A case that I heard about in the last few days came to mind. An elderly lady with dementia became extremely agitated when it snowed. Because of her tendency to wander, she was not going outside unescorted. A conversation with her son revealed that she had been a meteorologist, so her view was that when it snowed she had to go outside and measure the depth of the snow and telephone the Meteorological Office. What they did was simply wrap her up really well, let her go out and measure the depth of the snow, give her a telephone and let her make a mock phone call to the Meteorological Office. She was very calm and happy. You do not want her to go wandering because she is near a main road and a railway line and all the other risks, but it was not a serious risk to let her out in the garden, well-wrapped up when it was snowing. That illustrates the granularity of the need to take appropriate decisions focused around the individual person.

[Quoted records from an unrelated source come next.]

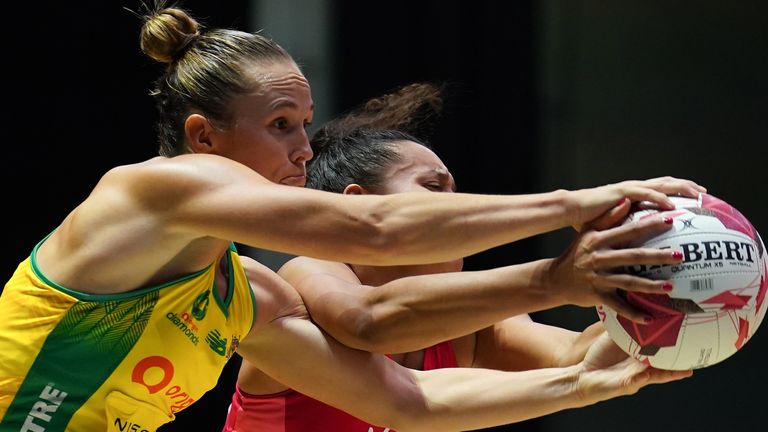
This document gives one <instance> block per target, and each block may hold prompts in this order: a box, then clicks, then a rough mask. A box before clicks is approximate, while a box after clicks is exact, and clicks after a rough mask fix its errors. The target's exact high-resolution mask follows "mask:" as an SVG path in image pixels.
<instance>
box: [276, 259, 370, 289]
mask: <svg viewBox="0 0 768 432" xmlns="http://www.w3.org/2000/svg"><path fill="white" fill-rule="evenodd" d="M278 274H279V275H280V276H281V277H283V278H284V279H285V280H286V281H288V282H290V283H291V284H292V285H294V286H299V285H300V284H301V283H302V282H303V281H304V280H305V279H306V278H308V277H312V276H332V277H335V278H339V279H342V280H345V281H349V282H355V283H359V280H358V278H357V276H356V275H355V273H354V272H353V271H352V269H350V268H349V266H348V265H346V264H344V263H341V262H337V261H326V260H321V259H317V258H310V257H306V256H299V257H296V258H293V259H291V260H290V261H288V262H286V263H285V264H283V266H282V267H281V268H280V270H279V271H278Z"/></svg>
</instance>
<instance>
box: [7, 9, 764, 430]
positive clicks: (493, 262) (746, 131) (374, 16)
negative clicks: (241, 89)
mask: <svg viewBox="0 0 768 432" xmlns="http://www.w3.org/2000/svg"><path fill="white" fill-rule="evenodd" d="M181 5H182V6H185V7H187V8H188V9H189V10H190V11H191V12H192V14H193V15H194V16H196V17H197V18H199V19H200V20H201V21H202V22H203V23H205V24H207V25H208V26H210V27H234V28H238V29H242V30H248V31H257V30H261V31H262V32H263V33H264V34H265V35H267V36H271V37H273V38H275V39H276V40H277V41H278V43H280V44H281V45H283V46H284V47H285V48H286V49H287V50H288V51H289V52H290V53H292V54H293V55H294V57H295V58H296V60H297V61H298V62H299V63H300V64H301V65H302V67H303V68H304V71H305V74H306V75H307V77H308V79H309V81H310V83H311V84H312V88H313V96H314V100H315V104H316V107H317V108H316V116H315V122H314V125H315V127H316V126H317V125H320V124H322V123H323V121H324V120H327V119H329V118H331V117H333V116H335V115H337V114H339V113H341V112H343V111H345V110H347V109H350V108H352V107H354V106H356V105H357V104H359V103H361V102H363V101H364V100H366V99H368V98H370V97H373V96H377V95H380V94H382V93H385V92H387V91H390V90H393V89H394V88H396V87H398V86H400V85H403V84H407V83H411V82H416V81H431V82H435V83H438V84H444V85H445V88H446V91H445V102H446V104H445V111H444V114H443V116H442V117H441V118H440V119H439V121H438V123H437V124H436V125H435V126H434V127H433V128H432V131H431V134H430V135H429V136H427V137H425V138H427V139H428V140H429V141H430V142H431V143H432V144H433V146H434V147H435V149H436V151H437V153H438V154H439V155H440V156H441V157H442V159H443V161H444V162H445V163H446V165H447V166H448V167H449V168H450V169H451V171H452V172H453V175H454V176H455V178H456V179H457V182H458V185H459V189H460V191H462V192H475V193H492V194H497V193H503V194H517V193H533V192H543V191H549V190H554V189H558V188H565V189H578V188H583V187H591V186H597V185H601V184H605V183H612V182H616V181H620V180H625V179H645V178H651V177H656V176H661V175H672V176H675V177H682V178H689V179H692V180H695V181H697V182H698V183H700V184H702V185H704V186H706V187H707V188H708V189H709V192H710V193H712V194H713V195H716V196H718V197H720V198H722V199H724V200H726V201H727V202H729V203H730V204H732V205H733V206H735V207H736V208H738V209H739V210H741V212H742V213H744V214H745V215H746V216H747V217H748V218H749V219H750V220H751V221H752V223H753V225H754V226H755V227H756V228H757V230H758V231H759V232H762V233H763V237H766V236H767V235H768V203H767V202H766V183H767V182H766V177H764V174H765V172H764V171H763V170H764V169H765V155H766V149H765V145H766V138H767V137H768V84H767V81H766V78H767V77H768V60H767V55H768V27H767V26H766V24H767V21H766V17H768V3H767V2H764V1H759V0H739V1H712V0H698V1H690V0H680V1H674V2H669V1H661V0H642V1H641V0H618V1H596V0H595V1H588V0H562V1H555V0H539V1H534V0H518V1H514V2H504V1H487V0H474V1H436V0H425V1H404V0H388V1H378V2H370V1H366V2H360V1H352V0H348V1H321V0H304V1H302V0H268V1H267V0H261V1H259V0H252V1H226V2H221V1H219V2H212V1H203V0H199V1H193V0H188V1H184V2H181ZM34 7H35V8H36V9H35V10H31V8H23V9H22V8H21V5H18V4H17V5H16V6H14V7H13V8H12V9H13V10H11V11H9V12H10V13H8V14H6V15H5V23H4V25H3V26H2V30H1V31H2V32H3V40H5V41H6V44H5V45H4V53H3V63H2V64H3V72H4V73H3V76H4V84H5V89H4V90H5V91H4V100H5V101H6V102H5V109H4V114H3V120H4V124H5V125H6V126H5V131H6V132H7V133H10V134H11V135H10V137H8V138H5V144H4V145H5V146H6V150H5V151H4V152H3V155H2V161H3V162H2V168H3V169H2V170H0V171H1V172H2V180H3V190H4V195H5V196H6V201H5V202H6V204H5V205H4V206H3V221H4V224H5V226H6V230H7V233H8V234H9V237H7V241H6V243H5V246H4V247H3V248H2V251H1V253H2V263H3V267H2V275H3V278H4V279H5V280H7V279H8V278H9V277H10V275H11V274H12V272H13V270H14V269H15V267H16V265H17V263H18V262H19V261H21V260H23V259H24V258H25V257H26V256H27V255H28V254H29V252H30V251H31V249H32V247H33V246H34V245H35V244H36V243H37V242H38V241H39V240H40V239H42V238H43V237H44V236H45V235H46V234H48V233H49V232H50V231H51V230H52V229H54V228H55V227H56V225H57V224H58V223H59V222H60V221H61V219H62V218H64V217H65V216H66V214H67V213H68V211H69V210H70V209H71V208H73V207H74V206H75V205H77V204H78V203H79V202H80V201H81V200H83V199H84V198H85V197H86V196H87V194H88V193H89V191H90V189H91V188H92V187H93V185H94V184H95V183H96V181H98V179H99V177H100V176H101V175H102V174H103V173H104V172H105V171H106V170H107V169H109V168H111V167H113V166H115V165H120V164H128V163H133V162H138V161H141V160H144V159H147V158H149V157H152V156H154V155H156V143H155V136H154V124H153V121H154V118H155V110H154V106H153V104H152V101H151V98H150V97H149V95H148V93H149V89H150V88H151V87H152V82H153V80H154V79H155V78H156V77H157V76H158V75H159V73H160V69H159V65H157V64H155V63H153V62H152V61H151V60H150V59H149V58H148V57H145V56H144V55H143V54H142V53H141V52H140V50H139V43H138V34H139V29H140V26H141V21H140V20H139V19H138V18H137V17H136V16H134V15H133V14H132V13H131V12H129V11H128V10H126V9H125V8H127V9H130V10H134V11H136V10H139V7H140V6H139V2H138V0H135V1H134V0H119V1H109V2H106V1H97V0H91V1H78V2H45V3H44V4H36V5H35V6H34ZM573 234H574V233H573V231H572V230H570V229H567V230H562V231H558V232H553V233H550V234H547V235H543V236H538V237H535V238H531V239H527V240H524V241H520V242H517V243H515V244H511V245H508V246H504V247H499V248H496V249H493V250H489V251H487V252H483V253H480V254H477V255H474V256H471V257H468V258H467V259H466V261H465V263H466V264H465V269H468V270H477V269H485V268H490V267H494V266H499V265H506V264H513V263H517V262H524V261H529V260H533V259H538V258H542V257H549V256H556V255H558V254H559V253H560V252H561V251H562V250H563V249H564V248H565V247H566V246H567V245H568V243H569V241H570V240H571V239H572V237H573ZM249 252H250V253H252V254H254V255H255V256H257V257H260V259H262V260H263V261H264V262H265V263H268V264H270V265H275V266H276V265H279V263H280V262H281V260H282V259H283V258H284V257H282V256H280V255H278V254H274V253H270V252H267V251H259V250H250V251H249ZM478 313H480V311H479V312H478ZM533 317H534V319H536V320H538V321H542V322H546V323H549V324H554V325H560V326H563V327H567V328H571V329H574V330H580V329H582V328H584V327H585V326H586V325H588V324H589V323H591V322H594V321H595V320H596V319H597V317H596V314H595V311H594V310H593V309H582V308H576V307H562V308H558V309H555V310H551V311H546V312H541V313H537V314H534V315H533ZM766 354H768V330H762V331H760V332H758V333H757V335H756V336H755V337H754V338H753V339H752V340H751V341H750V342H749V343H748V344H747V345H746V346H745V347H744V348H743V349H742V350H741V351H740V352H738V353H737V354H736V355H734V356H733V357H731V358H729V359H728V360H726V361H725V362H722V363H719V364H717V365H715V366H712V367H710V368H706V369H701V370H698V371H696V373H695V374H694V376H693V377H692V378H690V379H688V380H684V381H681V382H676V383H672V384H668V385H662V386H652V387H648V388H645V389H643V390H641V391H640V392H639V393H638V394H636V395H634V396H631V397H624V398H619V399H614V400H611V401H607V402H603V403H600V404H597V405H594V406H590V407H586V408H582V409H575V410H567V411H563V412H560V413H556V414H553V415H549V416H546V417H543V418H539V419H535V420H531V421H527V422H522V423H518V424H514V425H509V426H504V427H499V428H495V429H492V430H494V431H590V432H596V431H615V430H621V431H645V430H664V431H666V430H698V431H722V430H747V429H754V428H755V427H758V425H759V424H760V423H758V422H759V420H761V419H762V418H763V417H764V411H762V410H763V409H764V405H765V404H764V401H765V397H764V396H762V397H761V396H760V394H761V393H762V392H763V389H764V387H765V386H766V385H767V384H768V371H766V368H765V367H764V365H763V363H762V360H763V359H764V358H765V356H766ZM238 365H239V359H238V358H237V357H233V359H232V361H231V362H230V365H228V367H227V369H226V370H225V371H224V374H223V375H222V377H221V380H220V383H219V386H218V387H217V388H216V389H214V390H212V391H211V392H209V393H208V394H207V395H206V396H205V397H204V398H203V399H202V400H200V401H199V402H198V403H197V404H195V405H192V406H191V407H190V408H188V409H186V410H185V411H183V412H181V413H179V415H178V418H177V420H176V421H175V422H173V423H171V424H168V425H167V426H165V427H164V428H163V429H162V430H163V431H181V430H195V431H198V430H200V431H203V430H205V431H207V430H211V431H215V430H219V429H220V427H221V425H222V424H223V419H224V417H225V415H226V409H227V406H228V404H229V399H230V396H231V394H232V390H233V388H234V387H233V386H234V379H235V375H236V371H237V366H238ZM489 430H490V429H489Z"/></svg>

Other cases that do concern me are those people who will become sexually disinhibited when exposed to great temptation. That struck me about a case I came across in a home for people with a history of sexual offences. There had been a DoLS in place for somebody not to go unescorted through woodland because, if he came across a young girl on her own in woodland, his sexual drive would overcome his rational behaviour—exposure to porn sites would also overcome his rational behaviour. However, the rest of the time, he could live well. Sadly, that DoLS was apparently overturned by the Court of Protection and, within weeks, he offended and ended up being imprisoned for his offence, but he had been living well with an enormous degree of freedom prior to that point. I think that the serious risk to the cared-for person has to be considered, because there the risk to him was that he would offend and, sadly, that came true.

I hope that the Minister will look sympathetically on the sentiment behind this.

Lord Hunt of Kings Heath Portrait Lord Hunt of Kings Heath
- Hansard - - - Excerpts

My Lords, my Amendments 27 and 28 follow the same lines of argument that we have heard from the noble Baronesses but relate to paragraph 16, “Determination that arrangements are necessary and proportionate”, on page 12 of the Bill.

I know the Minister will refer us back to Section 4 of the Mental Capacity Act, which is very comprehensive in defining what “best interests” are. Clearly, the intention is that, because it is stated there as a principle at the front of the Act, that permeates through all of the issues that we will be discussing in this amendment Bill. There is always an issue when you have an amendment Bill. It is not incorporated in the principal Act and is quite difficult to follow. It will be difficult to follow for the practitioners who are going to have to operate the new provisions. This must relate, too, to the code of practice. We seek certain reassurances that it will be made clear to the people at the front line who are going to operate it that the best interests provisions in this amendment Bill will apply equally.

What is confusing is the wording “necessary and proportionate”. In a sense, the Government are saying there is a qualification—that things have to be necessary and proportionate. I wonder whether that is helpful. It is confusing that we have a qualification of necessary and proportionate, but in the principal Act it is “best interests”. Clearly, these are probing amendments, seeking to tease this issue out, but I wonder whether the Government could give further consideration to how we can ensure that everyone involved is very clear that the best interests apply.